Files: app/services/async_inference_service.py, app/infra/queue/, app/domain/jobs/

Every inference request — sync or async — creates a Job record for a full audit trail.


Job lifecycle

Async job state machine diagram Async job state machine diagram

PENDING is set immediately on creation. RUNNING is set when the executor picks up the job. SUCCEEDED or FAILED is set on completion.


Async submission

job_id = await service.submit(model, version, payload, tenant_id)
job    = await service.get(job_id)

On submit(): 1. Creates a Job record (status: PENDING). 2. If Redis is available → enqueues to arq worker. 3. If no Redis → schedules as asyncio.create_task on the event loop.

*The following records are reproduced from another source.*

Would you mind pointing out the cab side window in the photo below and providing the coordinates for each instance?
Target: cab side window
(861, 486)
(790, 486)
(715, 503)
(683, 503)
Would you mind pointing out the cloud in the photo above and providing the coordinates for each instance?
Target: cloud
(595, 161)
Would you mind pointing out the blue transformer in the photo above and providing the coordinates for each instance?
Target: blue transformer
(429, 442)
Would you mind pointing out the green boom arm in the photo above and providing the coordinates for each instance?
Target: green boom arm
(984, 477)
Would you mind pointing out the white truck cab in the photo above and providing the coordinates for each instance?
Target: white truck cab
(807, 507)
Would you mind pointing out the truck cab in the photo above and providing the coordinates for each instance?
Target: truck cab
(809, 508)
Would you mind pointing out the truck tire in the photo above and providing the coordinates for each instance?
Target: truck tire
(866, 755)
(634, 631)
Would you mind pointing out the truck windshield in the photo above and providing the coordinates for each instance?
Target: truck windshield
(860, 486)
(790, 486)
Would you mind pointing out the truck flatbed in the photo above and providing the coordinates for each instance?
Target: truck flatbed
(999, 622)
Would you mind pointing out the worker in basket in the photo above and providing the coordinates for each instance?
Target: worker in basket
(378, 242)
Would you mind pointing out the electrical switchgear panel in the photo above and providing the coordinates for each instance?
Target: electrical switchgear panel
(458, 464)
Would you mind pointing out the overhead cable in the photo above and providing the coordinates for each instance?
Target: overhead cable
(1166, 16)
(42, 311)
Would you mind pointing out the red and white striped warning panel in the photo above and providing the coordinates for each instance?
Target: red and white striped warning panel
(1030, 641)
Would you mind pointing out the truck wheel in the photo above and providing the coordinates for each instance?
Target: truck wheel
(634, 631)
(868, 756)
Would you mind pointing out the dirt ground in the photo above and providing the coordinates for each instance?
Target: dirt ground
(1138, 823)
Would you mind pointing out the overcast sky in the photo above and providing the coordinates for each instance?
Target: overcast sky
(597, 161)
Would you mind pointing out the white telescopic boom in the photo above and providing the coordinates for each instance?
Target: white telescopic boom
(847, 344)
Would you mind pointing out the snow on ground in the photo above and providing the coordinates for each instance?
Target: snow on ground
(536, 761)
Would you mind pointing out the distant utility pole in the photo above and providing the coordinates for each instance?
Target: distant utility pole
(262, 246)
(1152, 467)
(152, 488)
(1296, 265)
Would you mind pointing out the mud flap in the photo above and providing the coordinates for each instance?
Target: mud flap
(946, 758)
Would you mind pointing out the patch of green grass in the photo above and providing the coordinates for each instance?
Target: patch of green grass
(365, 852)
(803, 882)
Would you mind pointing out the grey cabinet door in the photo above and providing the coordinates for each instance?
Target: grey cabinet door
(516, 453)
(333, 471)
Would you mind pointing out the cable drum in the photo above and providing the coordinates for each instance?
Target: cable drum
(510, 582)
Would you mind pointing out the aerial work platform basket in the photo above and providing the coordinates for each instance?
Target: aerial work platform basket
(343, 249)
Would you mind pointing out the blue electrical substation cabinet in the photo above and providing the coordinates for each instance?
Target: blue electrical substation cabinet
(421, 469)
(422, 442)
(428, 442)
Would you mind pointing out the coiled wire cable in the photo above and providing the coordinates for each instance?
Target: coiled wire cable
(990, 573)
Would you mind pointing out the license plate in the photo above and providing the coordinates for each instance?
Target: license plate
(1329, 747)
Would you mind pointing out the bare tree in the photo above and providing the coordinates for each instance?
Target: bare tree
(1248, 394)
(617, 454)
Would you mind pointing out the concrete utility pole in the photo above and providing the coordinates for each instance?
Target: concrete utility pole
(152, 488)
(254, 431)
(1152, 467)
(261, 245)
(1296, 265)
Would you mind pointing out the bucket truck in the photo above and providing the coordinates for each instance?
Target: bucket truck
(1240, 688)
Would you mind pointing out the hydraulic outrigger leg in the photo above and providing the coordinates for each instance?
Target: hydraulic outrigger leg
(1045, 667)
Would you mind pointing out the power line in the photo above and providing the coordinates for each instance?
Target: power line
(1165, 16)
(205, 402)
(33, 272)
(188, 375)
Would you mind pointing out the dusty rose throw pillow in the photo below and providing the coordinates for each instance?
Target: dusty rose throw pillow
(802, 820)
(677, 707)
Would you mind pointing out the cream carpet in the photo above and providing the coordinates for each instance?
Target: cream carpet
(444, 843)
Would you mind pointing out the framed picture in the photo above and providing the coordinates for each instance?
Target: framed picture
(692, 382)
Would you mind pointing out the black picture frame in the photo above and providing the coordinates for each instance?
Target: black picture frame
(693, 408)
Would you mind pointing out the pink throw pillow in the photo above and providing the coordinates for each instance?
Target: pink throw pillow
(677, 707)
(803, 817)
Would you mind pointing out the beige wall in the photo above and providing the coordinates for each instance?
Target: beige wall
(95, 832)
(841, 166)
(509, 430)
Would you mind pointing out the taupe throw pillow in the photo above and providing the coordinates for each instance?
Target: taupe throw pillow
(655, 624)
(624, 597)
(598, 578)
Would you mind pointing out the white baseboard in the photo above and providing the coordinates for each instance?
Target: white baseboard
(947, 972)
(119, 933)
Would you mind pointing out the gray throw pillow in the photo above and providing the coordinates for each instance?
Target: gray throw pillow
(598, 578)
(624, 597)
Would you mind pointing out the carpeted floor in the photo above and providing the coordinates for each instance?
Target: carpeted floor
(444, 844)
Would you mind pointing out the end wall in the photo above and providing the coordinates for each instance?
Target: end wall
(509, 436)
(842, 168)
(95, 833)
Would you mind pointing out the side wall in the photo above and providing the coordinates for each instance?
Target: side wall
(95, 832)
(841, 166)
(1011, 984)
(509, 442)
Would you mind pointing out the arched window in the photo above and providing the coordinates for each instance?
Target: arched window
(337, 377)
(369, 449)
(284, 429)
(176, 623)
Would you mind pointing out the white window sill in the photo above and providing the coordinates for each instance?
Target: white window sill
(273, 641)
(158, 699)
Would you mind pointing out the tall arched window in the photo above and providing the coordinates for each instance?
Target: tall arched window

Both paths are transparent to clients — the API contract is identical.


arq Worker

arq app.infra.queue.worker.WorkerSettings
Task What it does
run_inference Transitions job RUNNING → SUCCEEDED/FAILED, runs pipeline.run(payload)
run_batch_inference Same, but runs pipeline.run_batch(payloads)
reap_stuck_jobs Cron: marks RUNNING jobs older than 10 min as FAILED

Settings: max_jobs=10, job_timeout=300s. Cron runs every 10 minutes.


Job stores

SQLiteJobStore — default when DATABASE_URL is not set. Stored at app/instance/jobs.db. WAL mode enabled. Sync operations offloaded to thread pool.

PostgresJobStore — used when DATABASE_URL is set. Backed by asyncpg. Schema auto-created on first startup.


Stuck-job reaper

When a worker process is killed while a job is RUNNING, that job stays stuck. The reaper fixes this:

  • On startup: marks any RUNNING job older than 10 minutes as FAILED.
  • arq cron: runs every 10 minutes in the worker process.